The Victorian Civil and Administrative Tribunal (VCAT) has last week considered the operation of Clause 61.01 which makes the Minister for Planning the responsible authority for certain planning applications within the City of Melbourne.
The permit applicant sought permission for:
- The demolition of the former MTC building in Russell Street and the construction of a multi story hotel and office building that would partly cantilever over the Forum Theatre, and
- Works to the exterior of the Forum Theatre such as reinstating the 1928 canopies and facades.
Clause 61.01 provides that the Minister for Planning is Responsible Authority for ‘developments with a gross floor area exceeding 25,000 square metres’
The Minister determined the gross floor area of the development to be 26,007m2, being the combined floor area of the proposed hotel and the existing Forum Theatre.

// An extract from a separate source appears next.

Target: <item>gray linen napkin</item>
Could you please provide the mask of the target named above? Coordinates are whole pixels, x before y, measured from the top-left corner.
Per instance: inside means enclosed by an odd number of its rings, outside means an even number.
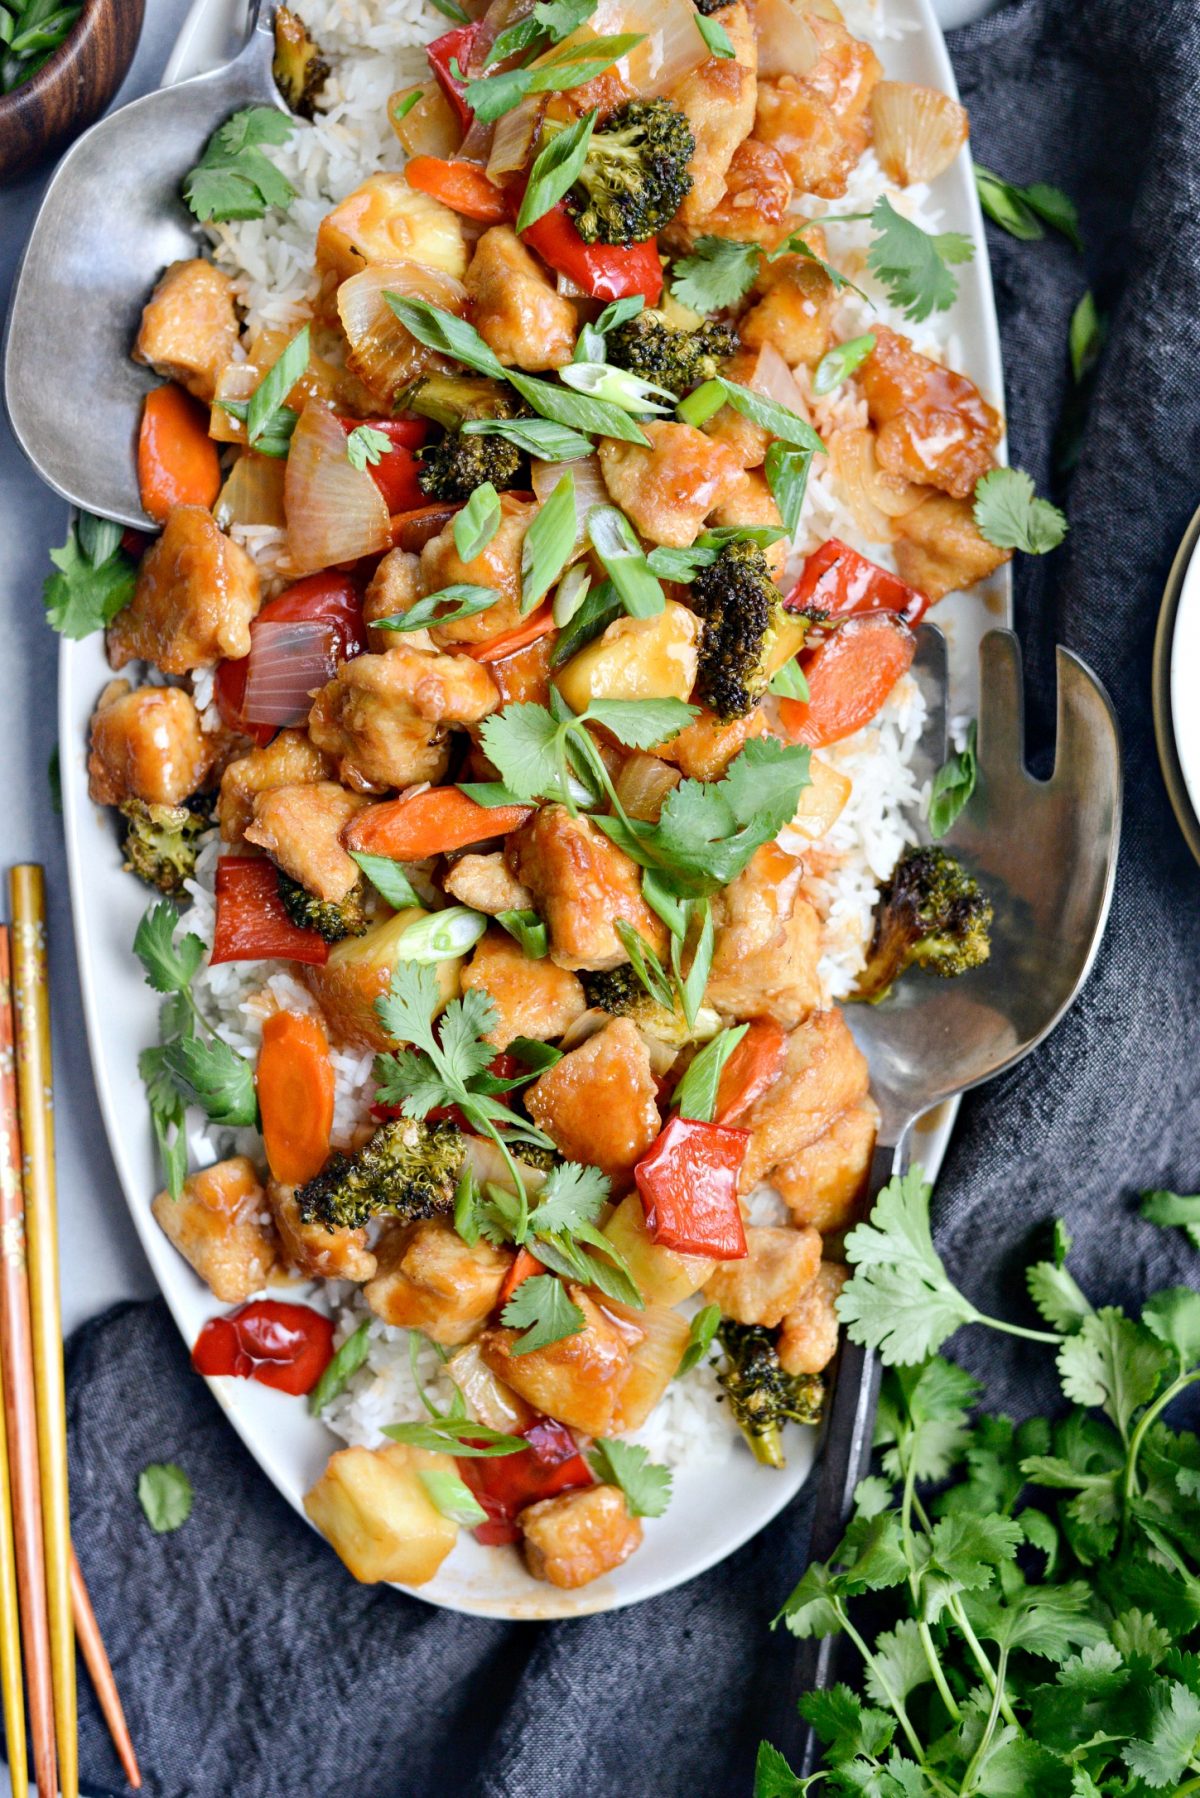
[[[1200,873],[1159,778],[1150,649],[1171,556],[1200,502],[1200,12],[1192,0],[1017,0],[952,40],[979,160],[1078,201],[1060,239],[991,234],[1013,458],[1056,491],[1066,546],[1017,573],[1031,726],[1053,722],[1052,645],[1106,682],[1128,756],[1108,938],[1051,1042],[970,1099],[939,1241],[985,1307],[1022,1315],[1034,1227],[1070,1222],[1093,1296],[1194,1280],[1140,1223],[1142,1186],[1200,1181]],[[1051,447],[1085,285],[1111,331],[1077,468]],[[1036,1353],[956,1344],[995,1408],[1049,1394]],[[506,1626],[356,1586],[257,1472],[188,1371],[161,1305],[74,1339],[75,1537],[154,1798],[695,1798],[748,1793],[786,1641],[767,1622],[804,1560],[801,1503],[722,1567],[615,1616]],[[141,1467],[177,1460],[192,1521],[155,1537]],[[83,1766],[120,1791],[90,1695]]]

The applicant Council and objectors argued that the Minister did not have the power to issue the notice of decision as the project did not fall within the description of a development with a gross floor area exceeding 25,000m2. They contended that the permit application related to not one project but two – the multi-story building of 19,620m2 and the Forum Theatre with a floor area of 6,387m2.
The matter turned on the meaning of ‘developments’ in Clause 61.01. The Tribunal held that ‘developments’ in this context meant ‘development’ or ‘project’ rather than applying the broad definition of ‘development’ under the Planning and Environment Act 1987.
As a matter of fact, the Tribunal then held that the works for the hotel and works to the theatre constituted separate projects or developments. A consequential finding of this is that a single permit application form can validly relate to multiple developments or uses though the Tribunal noted that this could be ‘administratively cumbersome’.
The Tribunal declared the Notice of Decision issued by the Minister was void and the permit application was remitted back to the City of Melbourne, the proper responsible authority.
This is the first time that the Tribunal has considered the operation of the Minister’s powers under Clause 61.01 in any detail. The decision is important as permits ‘issued’ by the wrong responsible authority would be susceptible to cancellation proceedings and the consequences that may flow.
The decision also closes a potential loop hole whereby distinct developments could be aggregated under a single permit application such that a permit applicant could select its preferred responsible authority within the relevant municipality.